2.2.1. Case Study: “Comparing the Effectiveness of Electronic Diary and UX Curve
Methods in Multi-Component Product Study”
This case study assessed the performance of both UX Curve and LTDS, each for
collecting qualitative data as a remote research method (Sahar, Varsaluoma & Kujala,
2014). Twenty-five customers were recruited who had recently purchased a sports
watch and were using it at least five times per week. This multi-product study included
connected accessories such as a heart rate monitor, speed sensor and website, was
conducted remotely over an eight-week period. Participants were asked to completed
the electronic diary online up to twice a week, upon completion of the eight-week
period they were sent four UX Curve templates; one for each of the components. The
templates addressed the “Attractiveness” of the product. “We chose ‘attractiveness’
UX dimension because it represents overall appeal and non-instrumental qualities
(aesthetics, symbolic and motivational aspects), although these were not specific to
the users” (Sahar, et al., 2014), and was also chosen based on a previous study done
by Kujala et al. (2014).
The results were clear that the LTDS proved more effective at its ability to collect
further in depth information about each component when compared to UX Curve.
Although getting good user response rates was a challenge over the study duration
according to (Sahar et al.,2014).
UX Curve took less time overall from implementation to deployment and analysis as it
was conducted in one session with participants. However, this study did not maximise
on the best intended use for UX Curve; “UX Curve is intended to be used in a face to
face setting where the researcher is better able to inquire into the participants’
reasoning and thoughts” (Kujala et al. 2011a). Instead it was mailed to participants
during the Sahar et al. (2014) study eliminating the potential of qualitative data
gathering. Although limiting the full use of UX Curve, it did consider the existing
research of Kujala et al., (2011a) whom tested six UX Curve types (Figure 3) and
identified “attractiveness” as the best performing template.

Figure 3- Different curve types used while testing a product.
2.3. Web Surveys
Web Surveys are a commonly used method in the researcher’s toolkit. These allow
greater access from a larger audience due to accessibility of the internet. Both Walsh
(2012) and Vermeeren et al. (2010) agree that these are desirable due to their
lightweight nature; speed on implementation, and ease of use.
These highly versatile studies can be used at any stage of the design process. In a
recent project (Norman, 2016) a web survey was used during the exploratory phase
to gauge people’s attitudes and use of the An Post website before prototype
conceptualisation. In the opposite scale web surveys are used as a LTDS used in a
study by Sahar, et al. (2014).
Challenges raised by both Walsh (2012) and Sahar et al. (2014) was the ability to
keep participants engaged for the duration as users tended to drop out or not complete
the survey. These should be considered when surveys are being used in LTDS
contexts. An issue identified by Walsh (2012) is that researchers who formulate
questions and hypotheses should consider their own cultural background. This may
affect research questions, its performance and participant interpretation if testing
occurs in different regions and cultural backgrounds.
2.3.1. Case Study: “Approaches to Cross-Cultural Design: Two Case Studies with UX
Web-Surveys”
This study assesses the use of web surveys in two different cases. One covers an
online gaming site and the other an online sports diary. The online gaming site
objectives were to gain insights on how to design a good UX for new markets in the
future (Walsh, 2012). The online sports diary evaluated customer usage of over a
period of three months. The sample size in each greatly differed; 11,238 participants
of the gaming site were sent an invite email, with only 632 responding. 17 were
recruited for the online sports diary with 7 dropping out through the evaluation. A more
effective response was noted for the online sports diary which screened for willing
volunteers prior to the evaluation. Both surveys were sent internationally, however,
translations had to be considered prior to survey deployment (Walsh, 2012).

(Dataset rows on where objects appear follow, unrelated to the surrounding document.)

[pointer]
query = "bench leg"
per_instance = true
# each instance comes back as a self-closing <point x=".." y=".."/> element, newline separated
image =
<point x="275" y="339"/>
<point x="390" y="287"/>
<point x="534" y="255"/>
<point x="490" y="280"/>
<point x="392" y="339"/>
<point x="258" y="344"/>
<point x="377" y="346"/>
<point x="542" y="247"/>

Therefore, the survey was created in both Swedish and Spanish, requiring researchers
to translate to English for collection. For the sports diary an invitation questionnaire
was first sent, allowing the researchers to screen for English speaking participants,
and collecting internet and device usage information.
It is believed researchers conducted their research using the best practice approaches
to both studies. However, in the diary study, the survey could be used in conjunction
with UX Curve, reflecting more positive results with regards to customer satisfaction
based on the study by Sahar et al. (2014). Again Walsh (2012) experienced the same
difficulties as Sahar et al. (2014) with regards to participation levels dropping on long-
term studies. However, the benefits of the long term diary’s format allowed for the
collection of rich qualitative data in conjunction with context, which is an important
cultural factor according to Gillham (2005).
The gaming site sought the research of Soley & Smith (2008) as their research
appeared to prove that a “sentence completion survey” method proved to be most
effective across cultures. Also this research could be improved by introducing an
invitation questionnaire to recruit willing participants initially opening research to
additional forms of questioning.
3. Comparison of Evaluation Methods
The short term studies such as Usability Testing and Web Survey used in the gaming
website (Section 2.3.1) are more cost effective, requiring less time to implement, run
and analyse. However, short term studies lack visibility on long term user experienced
emotions. Whereas LTDS provides rich qualitative data during the evaluation because
users provides feedback usually within the same day of use, while the information is
fresh.
It seems UX Curve is open to a debate, as some researchers would argue that
evaluating retrospectively during a long term study can be open to biases (Norman,
2009). However, during their study Sahar et al. (2014) found that although UX Curve
requires less implementation effort, it requires additional time analysing and converting
user sketches to digital formats.
Although not in scope, iScale is worth studying further as its application can certainly
be improved as the original publication was issues in 2012. Technology has improved
and there is potential for this product to be every bit as intuitive as sketching on paper.
If both projects were combined perhaps a better UX evaluation could emerge.

4. Conclusion
With all evaluations there are definite challenges, from participation levels, to time
required to implement, coordination, and evaluate the data. Given the facts, it is the
opinion of the author that with current trends and technology Web urveys of any form
are the most effective at acquiring rich data. Although the set up may be longer than
other methods, having the ability to easily access a database of users quickly and
easily makes this a strong candidate to address the majority of business objectives,
especially from a costing perspective.
Interestingly, during the analysis of UX Curve the author had questioned the feasibility
of a digital platform to address the same issue. It would eliminate the time needed to
convert sketches to spreadsheet. Surprisingly enough development of such an
application has been conceived. A more in depth study is required for analysing the
potential of merging UX Curve and iScale with current technology.
5. References
Desmet, P., Overbeeke, K., & Tax, S. (2001). Designing products with added
emotional value: Development and application of an approach for research
through design. The design journal, 4(1), 32-47.
Gossen, T., Hempel, J., & Nürnberger, A. (2013). Find it if you can: usability case
study of search engines for young users. Personal and Ubiquitous
Computing, 17(8), 1593-1603.
Gillham, R. (2005). Diary Studies as a Tool for Efficient Cross-Cultural Design. In
IWIPS (pp. 57-65).
Kujala, S., Roto, V., Väänänen-Vainio-Mattila, K., Karapanos, E., & Sinnelä, A.
(2011). UX Curve: A method for evaluating long-term user experience.
Interacting with Computers, 23(5), 473-483.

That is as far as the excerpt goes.